Silentpony said:
Again, not trying to start a flame war, but how do the two principles exist side-by-side?
The great framerate debate:
A lot of people argue that they don't enjoy playing games which are below [X] FPS. No matter how pulling the story might be or how fun the gameplay is, they don't enjoy the relative sluggishness of the controls. See also: People who can't play shooters on console controllers.
And I don't necessarily blame them. I had a hankering to play the old
Ultimate Spider-Man game a few days back, and discovered that it had a PC release. But upon further research, I also discovered that the game was forcibly locked to 30 FPS with absolutely no feasible way to change it, and on top of that it would experience even further slowdown during large combat/boss encounters. In an action game that focuses pretty heavily on movement and area awareness, that's kinda just not acceptable. It can easily turn a good game into a tedious one, and that just isn't fun.

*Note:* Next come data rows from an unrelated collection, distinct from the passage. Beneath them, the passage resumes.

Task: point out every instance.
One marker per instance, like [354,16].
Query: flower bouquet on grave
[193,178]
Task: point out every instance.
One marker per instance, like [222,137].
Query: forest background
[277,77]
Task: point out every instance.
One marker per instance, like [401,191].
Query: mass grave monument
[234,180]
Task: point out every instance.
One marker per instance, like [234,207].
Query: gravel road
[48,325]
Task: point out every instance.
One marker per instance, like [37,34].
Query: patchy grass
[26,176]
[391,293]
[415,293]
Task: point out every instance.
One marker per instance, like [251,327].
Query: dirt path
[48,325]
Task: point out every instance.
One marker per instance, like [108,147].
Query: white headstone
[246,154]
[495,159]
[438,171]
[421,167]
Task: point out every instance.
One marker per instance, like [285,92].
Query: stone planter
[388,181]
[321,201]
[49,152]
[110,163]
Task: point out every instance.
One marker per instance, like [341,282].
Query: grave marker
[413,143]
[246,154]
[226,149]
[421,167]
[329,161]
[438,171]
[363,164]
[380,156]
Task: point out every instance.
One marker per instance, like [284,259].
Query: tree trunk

Also, a lot of people who are fine with 30 FPS take issue with, again, the forced lock of a game
to 30 FPS. Especially on PC, it's not so much that people are absolutely furious they can't play everything at 120+ frames-per-second (though some people certainly do get that way) but rather the fact that game developers and publishers are actively negating one of the inherent benefits of playing on PC in the first place. And when they phrase it the way Ubisoft has here, it comes across as incredibly patronizing and insulting to the intelligence of their audience. As far as it goes on console, I think a lot of people were just hoping that the power of the new systems would allow for a much greater jump than we've gotten so far.

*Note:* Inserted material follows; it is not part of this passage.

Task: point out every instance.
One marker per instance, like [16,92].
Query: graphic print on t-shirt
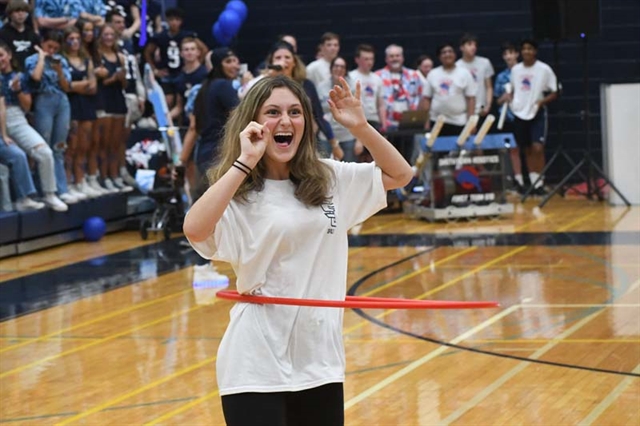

Personally, I don't really define "next-gen" games by the resolution or framerate of them, I'm going to define it by how much more interactive the game worlds can become. As of yet, I haven't really seen a "next-gen" game because they've all just kinda been continuations on the pattern and formula we've had for years already.
As far as resolution or the graphical fidelity is concerned, I personally don't give much of a toss about them. It's far more about aesthetics and optimization to me.
The Witcher 2 is still one of the most beautiful PC games I've seen, even from a technical standpoint, and my laptop can play it far better than games released this year which are only barely even beginning to reach the same level.